Using Twitter data to correlate power grid malfunctions

4 minute read


There’s an increasing excitement about using new technologies - like social media and ‘big data’ - in research about disasters and emergencies. There are a large number of possible ways of approaching this question, though, so developing these methods first requires ‘pilot’ attempts at testing whether they actually work. In this post, I’ll explore an article - “Embracing Human Noise as a Resilience Indicator: Twitter as Power Grid Correlate” - that attempts a proof-of-concept for one way of applying these tweets.

The article takes on three very different tasks, each of which feels a little disconnected from the previous. They (1) explore the contrasting definitions of resilience, (2) investigate Tweets as a way of measuring impact on a community, and (3) reflect on challenges with using Twitter data for this purpose. I’ll discuss each of these in sequence:

The first thing the authors set out to do is to define what resilience means. As they rightfully point out, there’s little agreement on what resilience means - “let alone how to measure it” (p. 2). They do a good job of identifying and contrasting different approaches to resilience, such as physical measures (what is lost and how quickly is normal functionality regained) and sociological measures (e.g., how much capacity does a community have to come together). Within each category, they explore different subtypes of resilience, such as technical, organizational, social, and economic manifestations of what it means to be resilient.

The link to the second topic, social media, is a little bit confusing. The end goal is very clear: If you can identify people tweeting about a power outage, for instance, you can put together a good picture of who is being affected without even having a map of the portions of the grid that are down. This is useful in real time (e.g., perhaps you could detect who is suffering from an outage as quick or quicker than conventional assessments) and in retrospect (e.g., if you wanted to forensically recreate a crisis, perhaps you could use the tweets as a way of mapping impact over time). The method is straightforward (download tweets, look for certain terms, and compare frequency of tweets to the size of the outage). It could be expanded in future applications by adding geotagging (e.g., tracing where individual tweets were sent from), but provides a ready proof of concept that the method can work.

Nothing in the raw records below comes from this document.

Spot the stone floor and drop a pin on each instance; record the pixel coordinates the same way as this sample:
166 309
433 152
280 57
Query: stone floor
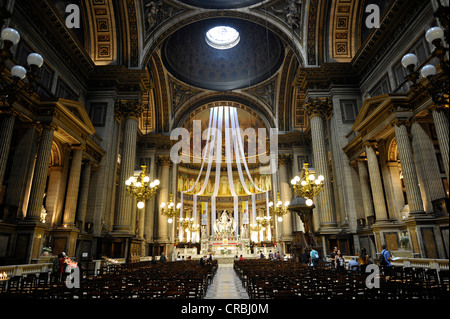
226 285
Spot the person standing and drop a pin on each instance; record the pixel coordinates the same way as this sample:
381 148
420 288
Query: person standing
314 257
333 257
340 261
385 257
385 261
363 260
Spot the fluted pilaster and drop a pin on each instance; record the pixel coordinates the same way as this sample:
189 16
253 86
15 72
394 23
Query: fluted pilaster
73 186
130 110
6 131
408 168
123 211
442 132
365 189
150 208
40 174
376 184
18 177
84 192
163 230
425 157
284 162
318 109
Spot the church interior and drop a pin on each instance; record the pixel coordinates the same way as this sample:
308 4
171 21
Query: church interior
134 132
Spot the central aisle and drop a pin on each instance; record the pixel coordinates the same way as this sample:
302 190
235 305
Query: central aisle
226 285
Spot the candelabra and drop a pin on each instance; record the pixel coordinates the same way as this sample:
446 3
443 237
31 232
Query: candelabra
260 223
309 186
171 211
141 188
437 84
279 210
11 85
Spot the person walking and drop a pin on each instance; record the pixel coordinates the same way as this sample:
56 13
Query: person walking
340 261
333 257
363 260
385 261
314 257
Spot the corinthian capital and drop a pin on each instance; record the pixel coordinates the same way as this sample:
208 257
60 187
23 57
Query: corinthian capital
322 107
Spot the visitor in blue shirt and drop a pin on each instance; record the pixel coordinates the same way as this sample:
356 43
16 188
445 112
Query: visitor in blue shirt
353 264
385 257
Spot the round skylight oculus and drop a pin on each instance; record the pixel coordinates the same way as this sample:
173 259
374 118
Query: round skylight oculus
222 37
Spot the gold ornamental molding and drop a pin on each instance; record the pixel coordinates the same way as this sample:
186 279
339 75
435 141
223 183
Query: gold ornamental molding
285 159
129 109
164 160
103 31
343 26
322 107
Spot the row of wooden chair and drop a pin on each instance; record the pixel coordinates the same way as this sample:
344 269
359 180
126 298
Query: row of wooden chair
267 280
145 280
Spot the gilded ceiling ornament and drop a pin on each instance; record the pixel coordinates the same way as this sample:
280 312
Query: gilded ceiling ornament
319 107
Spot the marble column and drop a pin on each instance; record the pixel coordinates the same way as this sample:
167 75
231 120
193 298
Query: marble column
163 228
40 174
284 161
6 130
84 192
376 184
317 110
408 168
58 210
425 158
23 157
73 186
150 207
365 189
440 118
122 218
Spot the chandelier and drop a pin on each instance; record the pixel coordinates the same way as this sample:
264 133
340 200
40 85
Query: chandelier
171 211
279 210
308 187
141 188
437 83
188 223
260 223
11 85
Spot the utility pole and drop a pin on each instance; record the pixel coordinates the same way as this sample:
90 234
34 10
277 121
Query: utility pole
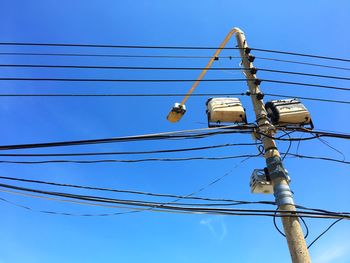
277 173
279 177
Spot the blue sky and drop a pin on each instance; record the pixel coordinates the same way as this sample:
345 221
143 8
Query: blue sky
317 27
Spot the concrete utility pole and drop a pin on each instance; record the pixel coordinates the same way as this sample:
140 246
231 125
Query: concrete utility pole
278 174
266 130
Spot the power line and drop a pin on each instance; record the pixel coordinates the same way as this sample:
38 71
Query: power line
164 56
173 80
134 160
324 232
167 68
172 95
113 46
134 192
300 54
168 159
227 211
108 55
167 47
126 153
318 158
302 63
186 134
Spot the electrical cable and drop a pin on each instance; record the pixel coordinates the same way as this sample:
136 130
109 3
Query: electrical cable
302 63
113 46
107 55
174 80
135 192
324 232
167 47
185 134
169 159
278 229
289 146
300 54
228 211
167 68
318 158
123 153
163 56
171 95
131 161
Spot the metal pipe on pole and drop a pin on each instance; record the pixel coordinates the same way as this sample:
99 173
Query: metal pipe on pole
277 172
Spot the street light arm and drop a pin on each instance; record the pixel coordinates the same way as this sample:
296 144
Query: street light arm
179 110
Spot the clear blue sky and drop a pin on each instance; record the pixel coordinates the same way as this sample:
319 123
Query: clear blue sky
317 27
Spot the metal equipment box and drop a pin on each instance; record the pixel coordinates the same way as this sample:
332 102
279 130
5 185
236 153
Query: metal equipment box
222 111
259 183
288 112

The final topic is perhaps the most valuable. In it, the authors reflect on six ‘barriers’ that face this kind of research and application:

  • Privatized data, such as the fact that often energy grid failures are not available with sufficient detail or accessibility for the public or researchers.
  • Incompatible scales, meaning that it can hard to square the level of resilience (e.g., thinking about a community) with the level of data (e.g., perhaps only by zip code) with the level of impact (e.g., a single transmission tower being down).
  • Incompatible data standards, meaning that it’s difficult to translate the various forms of data (again, such as power grid failures) into usable, cleaned data for analysis.
  • Privacy and terms of service, meaning that some features (like geo-location) are only available for a small subset of tweets.
  • The inadequacy of current statistical measures, especially with respect to dealing with ‘big data’ like hundreds of thousands of tweets, where it’s simply impossible to analyze things manually.
  • Polyvocality, which is a term that the authors use to refer to the many different voices within a community, and the fact that not all of them have equal access to technology (e.g., certain demographics might not be represented at all on Twitter, or picked up by your algorithms).

What’s the utility of this article for practitioners? The method itself that the authors have developed is a very early stage proof of concept, meaning that it’s not likely to be immediately usable by emergency managers. But, it does raise interesting opportunities to develop similar approaches to help answer questions practitioners might have (e.g., how might we use tweets to measure preparedness or track wildfire spread?). And, the six barriers the authors identify at the end are crucial: as practitioners, how can we work to fight against these barriers (for instance, by making our data more easily available in more standardized ways) and think about their implications for our own work (for instance, whose voices are missing in our current assessments of risk and preparedness)?